Four of them were moved Friday from the northeast Dallas apartment they shared with Duncan. The county apologized Friday for its slow response, including delays in getting rid of the bedsheets, towels and other infectious items Duncan used there.

“There were things that did not go the way they should have in Dallas, but there are a lot of things that went right and are going right,” Fauci said at the White House.

“Although certainly it was rocky, to the perception of people and reality, but the fact is the reason I said there wouldn’t be an outbreak is because of what’s going on right now. So even though there were missteps there, there were good things that happened also.”

It was clear the arrival in Dallas of a virus that has killed more than 3,000 in Africa has commanded high-level attention. Among those briefing reporters: Health and Human Services Secretary Sylvia Mathews Burwell and Lisa Monaco, President Barack Obama’s top homeland security adviser.

Monaco noted that the outbreak in Liberia and neighboring Guinea and Sierra Leone has raged since March. During that time, tens of thousands of people have traveled to the United States from that region and until this week, no one had been diagnosed with Ebola in the U.S.

“We now have this isolated case in Texas,” she said, but that doesn’t mean it will afflict Americans at rates comparable to the outbreak in places ill-equipped to handle it.

Those countries have lacked the ability to isolate patients, offer rapid treatment, provide protective gear to health care providers and caregivers, and trace and quarantine people who’ve come in contact with the virus.

She did not announce any new initiatives inside the U.S. but noted that federal authorities for months have been providing guidance to state health officials, hospitals, doctors, airline pilots and customs agents.

The federal government sent health professionals another set of guidelines Thursday on how to treat and contain Ebola.

The virus that causes Ebola is not airborne and can only be spread through direct contact with bodily fluids — blood, sweat, vomit, feces, urine, saliva or semen — of an infected person who is showing symptoms.

“We cannot overcommunicate about this issue,” Burwell said.

In other developments Friday:

An unidentified patient who recently traveled to Nigeria was admitted to Howard University Hospital in Washington, D.C., with Ebola-like symptoms, hospital officials said. By Friday evening, test results had not determined whether the patient would be the second confirmed case of Ebola diagnosed in the United States.

The U.S. is not considering a travel ban to prevent people from the hardest-hit West African countries from coming to the U.S. Efforts were instead are focused on identifying high-risk individuals before they leave the outbreak zone.

Texas health officials said 50 people, including health care workers and others who came into contact with Duncan, are now being monitored. That’s half as many as the state said it was tracking Thursday, and the list is expected to continue to shrink.

Public health officials are making twice-daily visits to each of them to check their temperature and look for symptoms of the virus, such as fever, diarrhea and abdominal pain.

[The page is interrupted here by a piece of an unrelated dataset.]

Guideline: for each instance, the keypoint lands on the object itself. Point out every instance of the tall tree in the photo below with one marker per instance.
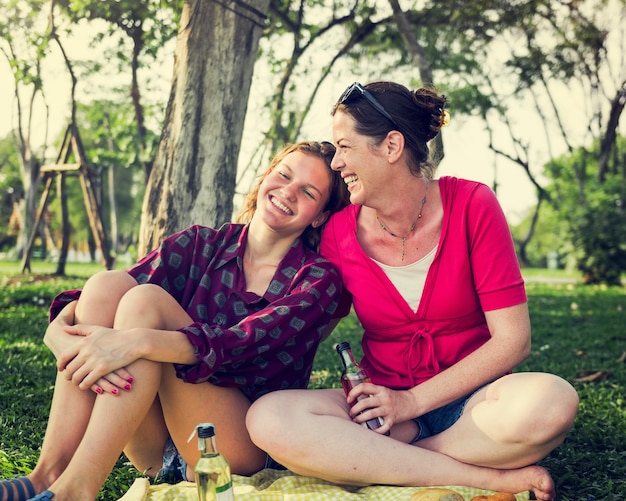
(25, 53)
(193, 177)
(148, 25)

For now, those being monitored can only nervously wait. The first signs of the illness often appear in eight to 10 days but can take as long as 21 days.

“There really isn’t anything that can be done to prevent Ebola from developing if infection has occurred,” said Beth Bell of the Centers for Disease Control and Prevention.

Duncan, who remains in isolation at the hospital, is in serious but stable condition. He came to Dallas to get married, his girlfriend has told her pastor.

Dallas County Judge Clay Jenkins said he visited Duncan’s family Thursday night to apologize for the handling of their situation, including their being ordered to stay in the apartment to avoid contact with others.

Friday, he helped arrange to move them from The Ivy Apartments to an unidentified gated community.

“I want to see them treated as I would want my own family treated,” Jenkins said.